In your analysis of the overall system, elements included:

  • The extent of commitment and visible reinforcement from various leaders
  • The understanding of the why and how this was communicated
  • How effective learning interventions were
  • Effectiveness of launch visibility on the behaviors of impacted stakeholders
  • Influence of manager/leader levels on the behaviors of impacted stakeholders

Preventing Failures Through Problem-Solving

In Dan’s book, some of the key concepts of how one can become an invisible hero by problem-solving before the problem happens include:

  • Focus on changing the overall system, versus just one problem
  • Identify what has become normal and zoom in on this as a problem
  • Systems can be complicated, and therefore when you tweak elements of the system expect the unexpected
  • Design ongoing feedback to ensure ultimate success
  • Detect problems before they arise by addressing any early warning signs
  • Use key points of leverage to exert the greatest impact

By focusing on the overall system, the change practitioner can start to become less reactive and more proactive. A proactive situation is one where you’ve incorporated key risks and challenges and addressed these early on before issues happen. You’ve anticipated stakeholder concerns, potential embedment issues, lack of sponsorship, and ineffective reinforcement of stakeholder behaviors. This is what Dan Heath means by ‘upstream’, that you deal with problems before they occur.

Expanding Perspectives Across the Portfolio

Let’s take this one step further. Organizations are all implementing multiple initiatives. Stakeholders are not rats in the lab that only face one singular project. At any one time, they are usually facing multiple changes. Some large and some small.
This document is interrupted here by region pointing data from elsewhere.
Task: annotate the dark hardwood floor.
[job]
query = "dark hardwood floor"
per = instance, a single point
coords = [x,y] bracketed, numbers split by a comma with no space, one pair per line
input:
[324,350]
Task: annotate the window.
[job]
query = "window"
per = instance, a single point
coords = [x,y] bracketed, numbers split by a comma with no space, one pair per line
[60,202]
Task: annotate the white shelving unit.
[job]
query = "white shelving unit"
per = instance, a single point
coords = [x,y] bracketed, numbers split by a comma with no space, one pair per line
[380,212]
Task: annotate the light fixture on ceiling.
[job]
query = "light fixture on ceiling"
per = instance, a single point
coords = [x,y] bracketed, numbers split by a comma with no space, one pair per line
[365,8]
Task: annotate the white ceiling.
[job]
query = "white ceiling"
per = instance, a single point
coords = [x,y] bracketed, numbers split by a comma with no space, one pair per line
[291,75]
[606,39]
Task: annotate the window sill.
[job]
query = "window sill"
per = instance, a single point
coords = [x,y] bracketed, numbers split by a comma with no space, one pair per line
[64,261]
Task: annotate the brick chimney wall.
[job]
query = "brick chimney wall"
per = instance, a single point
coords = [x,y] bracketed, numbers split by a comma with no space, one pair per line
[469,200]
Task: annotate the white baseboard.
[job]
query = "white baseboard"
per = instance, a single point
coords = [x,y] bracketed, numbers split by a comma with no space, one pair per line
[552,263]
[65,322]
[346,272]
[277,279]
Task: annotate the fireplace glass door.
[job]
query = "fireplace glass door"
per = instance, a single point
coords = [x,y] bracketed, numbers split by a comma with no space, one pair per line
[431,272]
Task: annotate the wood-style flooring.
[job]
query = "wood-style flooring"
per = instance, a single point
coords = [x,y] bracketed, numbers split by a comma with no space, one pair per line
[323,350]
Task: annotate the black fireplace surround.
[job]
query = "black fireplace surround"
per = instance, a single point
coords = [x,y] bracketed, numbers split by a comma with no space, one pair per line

To truly look at the whole system, we need to consider the system from the impacted person’s perspective.

Some examples of this include:

  • Key targeted behaviors driven across multiple projects
  • Overall change capacity is impacted by operational factors such as customer work volumes, seasonal work changes, and of course any Covid implications
  • The sizes of impacts of various projects, and the priority placed on each of them
  • The nature of impacts on different stakeholder groups and how impacts on one stakeholder group could, in turn, result in an impact on another group

At The Change Compass, we focus on providing data visualisation to show elements of the system, whether it’s the relative change capacity of stakeholder groups, to what extent change saturation is exceeded, identifying key behavior changes targeted across initiatives, identifying hotspots for potential synergy across initiatives, or assess which initiatives are at most at risk due to level of impact versus stakeholder readiness levels.

Are you ready to be an invisible hero? To what extent are you already incorporating systems analysis and planning as a part of your change approach and implementation? With the right data, stakeholder feedback, and focus, examining the whole system does not need to be complicated, cumbersome, or time-consuming. In the post-Covid agile world where things are constantly in flux, examining the system is even more critical. This is the ultimate test of the change practitioner in being the architect and tinker.